A remoção do culto de um mártir cuja história se entrelaça com a denúncia da perfídia judaica representa uma vitória simbólica da Sinagoga na dialéctica histórica que a opõe à Igreja (Meinvielle, 1970, p. 458). É a manifestação de uma Igreja que, em vez de buscar a conversão do mundo e de seus inimigos, busca ser aceita por eles, mesmo que o preço seja o sacrifício de seus próprios santos e de sua memória histórica. Trata-se de um episódio claro de secularização, onde a Igreja, para se conformar ao "mundo moderno", adota a visão de mundo de seus detratores, em um processo que culmina na sua própria dissolução na imanência do mundo (Meinvielle, 1970, p. 408, 423).
🌍 A Desintegração do Sagrado e a Nova Hagiografia
A mesma lógica se aplica à remoção ou reclassificação de santos como São Cristóvão, Santa Úrsula e São Nicolau. Suas histórias, repletas de elementos lendários, alimentaram a fé e a imaginação de gerações de cristãos, servindo como veículos para verdades teológicas profundas sobre a proteção divina, o martírio e a caridade. Ao descartá-los por "falta de provas históricas", o progresismo revela seu desprezo pela piedade popular e sua adesão a um racionalismo estéril.
Este processo visa criar uma nova hagiografia, adequada a um "cristianismo secularizado": uma galeria de figuras puramente humanas, despojadas de seu caráter sobrenatural e milagroso, cuja santidade reside não mais em sua união com o Deus transcendente, mas em seu "compromisso com o mundo" e com a "construção da cidade secular" (Meinvielle, 1970, p. 384, 396).
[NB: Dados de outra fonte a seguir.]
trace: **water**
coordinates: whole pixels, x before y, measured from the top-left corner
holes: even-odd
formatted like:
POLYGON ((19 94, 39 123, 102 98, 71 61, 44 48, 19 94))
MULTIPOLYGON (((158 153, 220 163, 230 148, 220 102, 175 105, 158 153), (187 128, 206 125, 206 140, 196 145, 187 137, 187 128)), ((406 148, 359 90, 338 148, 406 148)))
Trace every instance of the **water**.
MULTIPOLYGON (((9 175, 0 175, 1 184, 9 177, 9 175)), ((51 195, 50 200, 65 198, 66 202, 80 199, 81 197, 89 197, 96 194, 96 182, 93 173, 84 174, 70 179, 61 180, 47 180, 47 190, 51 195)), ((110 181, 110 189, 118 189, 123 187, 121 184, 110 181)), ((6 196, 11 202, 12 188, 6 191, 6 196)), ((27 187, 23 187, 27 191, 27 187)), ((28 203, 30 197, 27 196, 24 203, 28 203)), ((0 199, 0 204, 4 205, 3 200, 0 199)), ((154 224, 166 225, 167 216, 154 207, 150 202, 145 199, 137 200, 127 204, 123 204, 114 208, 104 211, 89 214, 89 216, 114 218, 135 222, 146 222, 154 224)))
O resultado final é a transformação da comunhão dos santos em um panteão humanista, onde o homem, e não mais Deus, é a medida de todas as coisas. A revisão do calendário não é, portanto, uma reforma, mas uma demolição. É um passo decisivo na transformação da religião católica em uma gnosis moderna, onde o mistério é substituído pela crítica, a fé pela opinião, e a Tradição eterna pelo fluxo incessante do devir histórico.
📚 Referências
Meinvielle, Julio. De la Cábala al Progresismo. Salta: Editora Calchaquí, 1970.